04.18.13 | Rachel Malish
For today’s Throwback Thursday Staff Pick TV Pilot post we reached out to former Development Director Rachel Malish because of her famed love for Veronica Mars. Currently Rachel is the Austin Media and Community Relations Coordinator for Whole Foods Market.
The Pilot episode of Veronica Mars – they don’t get much better than this, folks! It’s a pilot episode and it does what it has to do: introduces you to your main players, fills you in on what you’ve missed (after all, these characters didn’t just start living and breathing when you came along), and sets the tone for the entire show – this will determine if and why you’ll continue to watch.

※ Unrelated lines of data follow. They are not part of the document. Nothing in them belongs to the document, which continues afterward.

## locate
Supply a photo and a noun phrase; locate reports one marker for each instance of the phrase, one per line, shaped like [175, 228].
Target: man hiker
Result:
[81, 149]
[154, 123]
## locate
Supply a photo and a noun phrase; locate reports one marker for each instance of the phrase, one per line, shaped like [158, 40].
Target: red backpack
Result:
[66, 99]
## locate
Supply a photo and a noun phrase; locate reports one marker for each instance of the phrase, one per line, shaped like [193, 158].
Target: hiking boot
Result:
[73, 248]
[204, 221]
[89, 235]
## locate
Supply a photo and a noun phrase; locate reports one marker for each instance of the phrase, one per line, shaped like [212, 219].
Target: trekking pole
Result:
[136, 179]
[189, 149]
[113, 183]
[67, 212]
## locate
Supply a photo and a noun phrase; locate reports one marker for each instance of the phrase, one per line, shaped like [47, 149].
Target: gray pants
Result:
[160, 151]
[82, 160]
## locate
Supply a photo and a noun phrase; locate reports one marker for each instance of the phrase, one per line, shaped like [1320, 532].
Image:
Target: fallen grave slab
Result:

I’ll preface this by saying that I am a huge fan of Veronica Mars. I’m elated at the success of the Kickstarter campaign started by Rob Thomas and Kristen Bell. In the beginning, it was the Pilot episode that got me hooked. What I learned about the show in that short amount of time was a structure – the structure – that maintained throughout multiple seasons.

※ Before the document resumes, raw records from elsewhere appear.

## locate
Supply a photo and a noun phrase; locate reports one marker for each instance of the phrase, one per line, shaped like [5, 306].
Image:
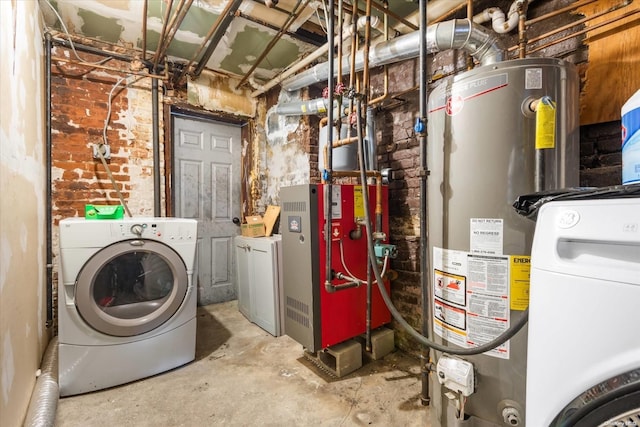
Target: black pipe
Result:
[49, 215]
[425, 397]
[328, 196]
[156, 148]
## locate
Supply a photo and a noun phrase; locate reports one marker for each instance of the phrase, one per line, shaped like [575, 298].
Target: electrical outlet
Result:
[106, 151]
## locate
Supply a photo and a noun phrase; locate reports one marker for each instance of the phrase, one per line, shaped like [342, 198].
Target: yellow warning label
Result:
[358, 202]
[545, 124]
[520, 266]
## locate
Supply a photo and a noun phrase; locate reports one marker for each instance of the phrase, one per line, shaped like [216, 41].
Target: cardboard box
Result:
[253, 227]
[270, 219]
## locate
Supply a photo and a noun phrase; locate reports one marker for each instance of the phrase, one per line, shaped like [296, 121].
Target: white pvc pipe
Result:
[497, 17]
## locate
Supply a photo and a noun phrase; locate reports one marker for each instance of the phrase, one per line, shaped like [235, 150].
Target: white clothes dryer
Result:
[583, 365]
[126, 300]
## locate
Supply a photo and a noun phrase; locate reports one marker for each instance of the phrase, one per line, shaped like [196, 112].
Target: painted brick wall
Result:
[398, 149]
[79, 109]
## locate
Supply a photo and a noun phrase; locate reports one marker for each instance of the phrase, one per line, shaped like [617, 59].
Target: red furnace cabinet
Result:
[315, 317]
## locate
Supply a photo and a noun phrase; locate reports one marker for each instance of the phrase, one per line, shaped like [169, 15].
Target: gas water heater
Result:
[494, 133]
[318, 316]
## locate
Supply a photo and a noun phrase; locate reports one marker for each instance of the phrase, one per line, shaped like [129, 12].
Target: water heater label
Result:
[453, 100]
[533, 78]
[520, 278]
[486, 235]
[471, 298]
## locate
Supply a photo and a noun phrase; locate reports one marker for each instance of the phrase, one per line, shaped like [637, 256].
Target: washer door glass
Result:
[131, 287]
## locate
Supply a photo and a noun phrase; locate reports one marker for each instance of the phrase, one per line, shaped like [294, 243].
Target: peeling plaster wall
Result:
[217, 93]
[278, 162]
[79, 109]
[23, 335]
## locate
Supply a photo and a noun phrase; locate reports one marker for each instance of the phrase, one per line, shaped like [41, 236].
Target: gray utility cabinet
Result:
[259, 275]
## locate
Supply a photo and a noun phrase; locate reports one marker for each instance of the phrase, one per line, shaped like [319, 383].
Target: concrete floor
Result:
[244, 376]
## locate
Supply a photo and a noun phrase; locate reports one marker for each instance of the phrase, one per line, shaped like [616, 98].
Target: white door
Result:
[207, 188]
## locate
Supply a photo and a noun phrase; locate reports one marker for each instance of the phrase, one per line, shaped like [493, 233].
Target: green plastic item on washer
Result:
[103, 211]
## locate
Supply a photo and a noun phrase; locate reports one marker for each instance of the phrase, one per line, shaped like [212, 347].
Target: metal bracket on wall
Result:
[106, 151]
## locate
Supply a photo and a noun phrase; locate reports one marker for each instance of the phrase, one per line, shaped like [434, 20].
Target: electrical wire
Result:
[105, 142]
[73, 48]
[498, 341]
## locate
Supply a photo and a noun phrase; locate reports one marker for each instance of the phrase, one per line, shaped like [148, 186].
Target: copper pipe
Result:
[228, 9]
[354, 47]
[558, 12]
[522, 30]
[336, 144]
[104, 67]
[571, 25]
[144, 30]
[156, 57]
[395, 16]
[346, 174]
[369, 174]
[586, 30]
[446, 15]
[385, 10]
[365, 51]
[469, 16]
[295, 13]
[340, 31]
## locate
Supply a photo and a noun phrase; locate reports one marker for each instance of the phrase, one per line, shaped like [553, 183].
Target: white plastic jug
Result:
[631, 140]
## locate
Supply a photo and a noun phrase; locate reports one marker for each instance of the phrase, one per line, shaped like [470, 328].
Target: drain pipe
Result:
[44, 399]
[421, 129]
[47, 115]
[455, 34]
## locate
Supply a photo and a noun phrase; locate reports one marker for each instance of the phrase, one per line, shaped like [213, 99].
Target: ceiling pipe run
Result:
[455, 34]
[174, 26]
[156, 57]
[223, 22]
[347, 32]
[295, 13]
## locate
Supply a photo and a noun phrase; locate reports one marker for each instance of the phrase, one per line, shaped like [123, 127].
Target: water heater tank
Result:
[481, 156]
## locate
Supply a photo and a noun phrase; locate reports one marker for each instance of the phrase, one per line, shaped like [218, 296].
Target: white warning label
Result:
[471, 298]
[486, 236]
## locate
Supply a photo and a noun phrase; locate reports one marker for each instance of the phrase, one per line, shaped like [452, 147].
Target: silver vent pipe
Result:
[44, 399]
[455, 34]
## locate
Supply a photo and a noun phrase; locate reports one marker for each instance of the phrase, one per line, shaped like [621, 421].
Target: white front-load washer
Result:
[583, 365]
[126, 300]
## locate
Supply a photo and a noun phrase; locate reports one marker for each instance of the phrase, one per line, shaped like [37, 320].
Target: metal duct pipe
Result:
[47, 115]
[156, 147]
[44, 399]
[455, 34]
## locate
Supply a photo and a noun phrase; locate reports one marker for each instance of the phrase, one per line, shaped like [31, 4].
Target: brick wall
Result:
[398, 149]
[79, 103]
[600, 155]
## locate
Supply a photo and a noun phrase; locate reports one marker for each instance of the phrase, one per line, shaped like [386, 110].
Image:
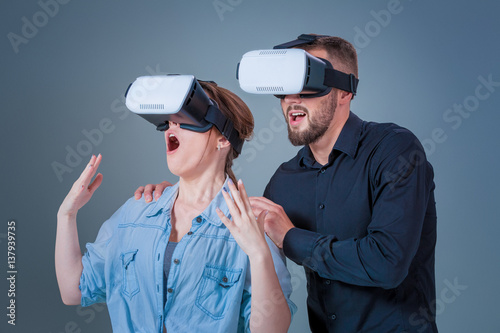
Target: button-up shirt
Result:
[209, 283]
[365, 230]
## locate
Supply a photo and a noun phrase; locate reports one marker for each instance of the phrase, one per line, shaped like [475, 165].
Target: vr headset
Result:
[286, 71]
[180, 99]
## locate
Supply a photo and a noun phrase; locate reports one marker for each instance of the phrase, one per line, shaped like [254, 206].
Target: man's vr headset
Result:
[180, 99]
[285, 71]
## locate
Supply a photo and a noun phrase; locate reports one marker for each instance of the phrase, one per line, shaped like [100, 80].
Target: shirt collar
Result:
[166, 202]
[347, 142]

Every episode of Veronica Mars has legs and can stand alone. You don’t need to have watched every episode to enjoy one, but you enjoy them even more as an entire season. That’s when you put the puzzle pieces together and witness that master plan. Rob Thomas gives you a beginning, middle, and end in every episode. A viewer never feels cheated at the end of an episode. Viewers aren’t concerned that they didn’t get a 10 minute catch-up with each character in each episode; they’re leaving fulfilled every time. Each episode becomes its own mini-movie with its own problem to be solved, all while there looms, however subtly, a haunting backstory – a key driver of the overarching plot. While you can’t necessarily tell from a pilot episode what the structure for an entire season will look like, you can with Veronica Mars.

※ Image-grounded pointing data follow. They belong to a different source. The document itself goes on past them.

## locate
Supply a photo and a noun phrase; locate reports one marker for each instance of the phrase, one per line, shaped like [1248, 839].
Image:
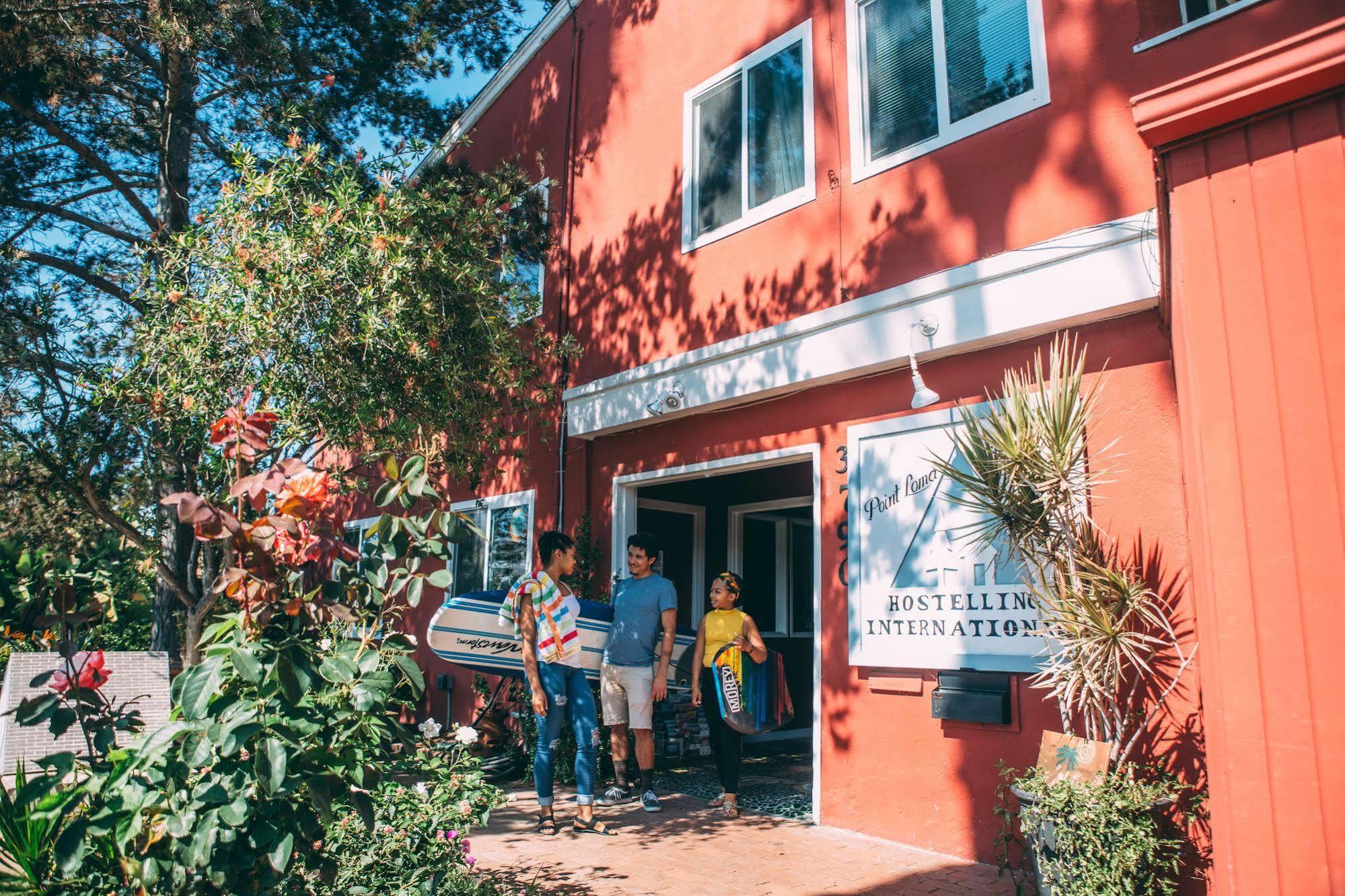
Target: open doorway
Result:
[756, 516]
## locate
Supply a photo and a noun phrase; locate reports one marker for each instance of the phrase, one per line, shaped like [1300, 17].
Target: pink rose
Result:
[85, 671]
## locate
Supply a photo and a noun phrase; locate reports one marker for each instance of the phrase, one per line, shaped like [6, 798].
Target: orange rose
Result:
[304, 494]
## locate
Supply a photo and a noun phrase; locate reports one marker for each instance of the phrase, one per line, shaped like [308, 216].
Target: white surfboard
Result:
[466, 632]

When you’re watching Veronica Mars for the first time, you may not appreciate the structure as much as you will eventually through 3 seasons. What you will appreciate is the show’s namesake: Veronica Mars. She’s the show, and here’s what Rob Thomas tells you about her in the first episode that gets you hooked:
She’s a pessimist. As she sits outside the Camelot Hotel waiting to snap a picture of a nameless adulterer for one of her father’s clients, she shares her shattered views of love. You realize in this first scene that she’s not your average teen scorned by one too many jocks, she’s got some very adult views of the world and is balancing a very adult career with high school calculus exams.
She’s an underdog. She hasn’t always been the low man on the totem pole, but she’s there now and so is her dad. Her hometown of Neptune is made up of “haves” and “have-nots” and once her dad’s Sheriff title is stripped, her billionaire boyfriend dumps her, and rumors of a promiscuous lifestyle fly, her former friends aren’t exactly banging down the door.
She’s distant. Veronica is lost in thought throughout much of her day. This is how we get to know her. She reflects on her life before the murder of her best friend, Lily (the sister of her billionaire ex-boyfriend), and her dad’s failure on the case follows her in her daily activities. As she falls asleep in class or zones out while gazing as a table full of old friends, we get a peek into the life of a more carefree Veronica, a less jaded version of her present day self, and a glimpse at how much change has taken place in less than a year of her life.
She’s got a cool dad. They’re in this together. Keith Mars is now a private investigator of Mar’s Investigation, and when he’s not on the case, Veronica is. He trusts her. He leaves her home alone for days at a time while he’s chasing bail dodgers. They have great banter. Like all father-daughter relationships, she thinks he’s a dork, but also finds it endearing. She’s hurt in this first episode by her father lying about a case involving Lily’s father and her own mother who left Veronica months before (no one said it wasn’t complicated). Even with her confusion about this, she admits that he must be protecting her. We can all tell he’s loving and kind. Dear old dad.
She’s got a conscience, and connections. She’s so smart! She uses her street smarts in the very first episode. We get to see Veronica at work. Not the kind of work she does specifically for Mars Investigation, the work we’ll see her do the rest of the season: helping out her peers at Neptune High. New kid Wallace is introduced and quickly becomes Veronica’s only friend. She uses her friends in high places (the fire chief still loves her dad) and low places (the pot head in pottery class) to get a new friend out of trouble. While she claims this is for self-serving reasons, Wallace knows she needs a friend. A beautiful friendship blooms right before your eyes, as well as a few new allies and enemies…
There’s more! She’s tough (and she’s got Backup!), she’s sharp tongued (her comments are biting, Kristen Bell says she’s not a comedic actress, but her delivery of the Veronica zingers are right on target), and she’s on a mission (she’s getting to the bottom of her families break up, and she’s scratching the surface on her dad’s secret investigation of Lily’s murder).
Watch the Pilot episode of Veronica Mars and prepare to keep watching. And don’t be intimidated by her harsh exterior. You know what the fans say: “Veronica Mars, she’s a marshmallow.”